Writing about how machine learning works

Writing about how machine learning works

by Leon Tabak -
Number of replies: 0


This week I want you to give us some understanding of how machine learning works. Here are some of the kinds of questions that you might be able to answer:

  • What are the names of the algorithms? 
  • Which algorithm will help us solve which kind of problem? 
  • Are there cautions that we should exercise when using a particular algorithm? 
  • Should we avoid the use of some particular algorithms in some circumstances? 
  • What are the big ideas in these algorithms? 
  • Are some algorithms related to one another? 
  • Do they share common features? 
  • What kind of software will I want to use in my explorations of machine learning?
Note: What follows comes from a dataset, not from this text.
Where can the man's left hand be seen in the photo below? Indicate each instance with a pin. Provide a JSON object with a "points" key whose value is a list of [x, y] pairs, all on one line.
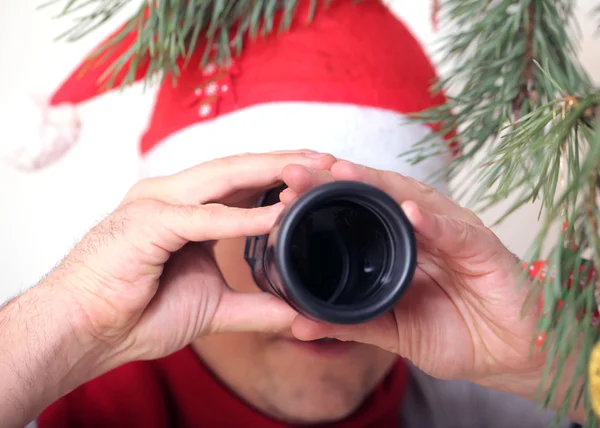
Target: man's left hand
{"points": [[462, 316]]}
Look hard and long on the Web for tutorials. Try many searches on the Web and in the library's databases. Try searching with many different keywords.
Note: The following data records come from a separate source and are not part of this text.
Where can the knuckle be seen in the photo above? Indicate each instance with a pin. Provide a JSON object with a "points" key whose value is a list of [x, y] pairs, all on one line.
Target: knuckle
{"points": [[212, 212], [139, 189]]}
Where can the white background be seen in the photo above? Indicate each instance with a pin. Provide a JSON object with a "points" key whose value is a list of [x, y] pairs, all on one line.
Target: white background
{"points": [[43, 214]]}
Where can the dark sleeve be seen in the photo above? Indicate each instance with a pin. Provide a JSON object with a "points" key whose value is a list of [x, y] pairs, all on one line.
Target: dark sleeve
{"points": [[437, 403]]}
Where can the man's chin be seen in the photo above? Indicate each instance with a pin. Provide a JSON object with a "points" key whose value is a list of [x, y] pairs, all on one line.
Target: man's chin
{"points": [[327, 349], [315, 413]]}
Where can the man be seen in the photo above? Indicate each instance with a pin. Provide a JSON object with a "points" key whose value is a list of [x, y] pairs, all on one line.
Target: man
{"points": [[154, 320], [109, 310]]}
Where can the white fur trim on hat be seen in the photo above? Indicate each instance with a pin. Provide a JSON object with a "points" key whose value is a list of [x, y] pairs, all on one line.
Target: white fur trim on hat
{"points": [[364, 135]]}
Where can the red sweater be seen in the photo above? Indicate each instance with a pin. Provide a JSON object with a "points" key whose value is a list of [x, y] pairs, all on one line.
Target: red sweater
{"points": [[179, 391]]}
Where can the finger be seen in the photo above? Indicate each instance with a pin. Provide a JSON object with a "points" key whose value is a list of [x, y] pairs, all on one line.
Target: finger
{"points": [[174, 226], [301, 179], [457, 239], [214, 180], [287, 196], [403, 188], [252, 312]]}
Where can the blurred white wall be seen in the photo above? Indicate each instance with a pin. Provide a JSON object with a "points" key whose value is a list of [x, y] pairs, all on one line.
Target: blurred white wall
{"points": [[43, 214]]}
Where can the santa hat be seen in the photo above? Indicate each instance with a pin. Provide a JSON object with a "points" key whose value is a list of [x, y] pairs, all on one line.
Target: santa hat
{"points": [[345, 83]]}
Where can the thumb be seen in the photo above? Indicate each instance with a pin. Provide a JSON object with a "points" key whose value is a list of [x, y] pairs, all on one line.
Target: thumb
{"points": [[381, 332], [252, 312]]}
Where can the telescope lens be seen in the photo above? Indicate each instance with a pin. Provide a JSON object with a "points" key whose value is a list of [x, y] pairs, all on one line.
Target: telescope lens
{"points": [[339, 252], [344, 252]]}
Budget many hours for your search. The first items that come up are unlikely to meet your needs this time.

Allow for time to comprehend what you find. A single reading, viewing, or listening is unlikely to be sufficient.

Be brave. Try reading articles and listening to videos and podcasts that contain challenging content. Much of it will go over your head. Still, you can learn something. No matter how far you go in your studies, you will always find difficult articles, books, and lectures. Can you find an illustration, a statistic, or a paragraph in the introduction or conclusion of a technical article that you can understand?
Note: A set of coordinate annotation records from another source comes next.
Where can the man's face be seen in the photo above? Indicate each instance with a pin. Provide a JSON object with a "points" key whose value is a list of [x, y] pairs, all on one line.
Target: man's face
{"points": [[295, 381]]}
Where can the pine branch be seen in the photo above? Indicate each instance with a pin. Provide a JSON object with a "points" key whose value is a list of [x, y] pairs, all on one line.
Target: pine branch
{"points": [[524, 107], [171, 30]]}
Be creative. We began two weeks ago by listing keywords that we might use in searching for articles about machine learning. In your reading, you have certainly encountered more words and names. Search for authors who have written overviews and introductions for people with your skills and knowledge.

Here are some of the words we heard in today's video:

  • linear regression
  • gradient descent
  • naive Bayes
  • decision tree
  • logistic regression
  • log-loss function
  • neural network
  • linear optimization
  • support vector machine
  • kernel trick
  • k-means clustering
  • hierarchical clustering

Do searches with any of these words yield useful results? Do searches with the names of authors, teachers, presenters, and organizations that you see listed in one resource help you find other resources?

You might find some of what you need by returning to resources that you and your classmates previously identified.

Share what you find with your classmates. Ask classmates what they are finding. Help one another.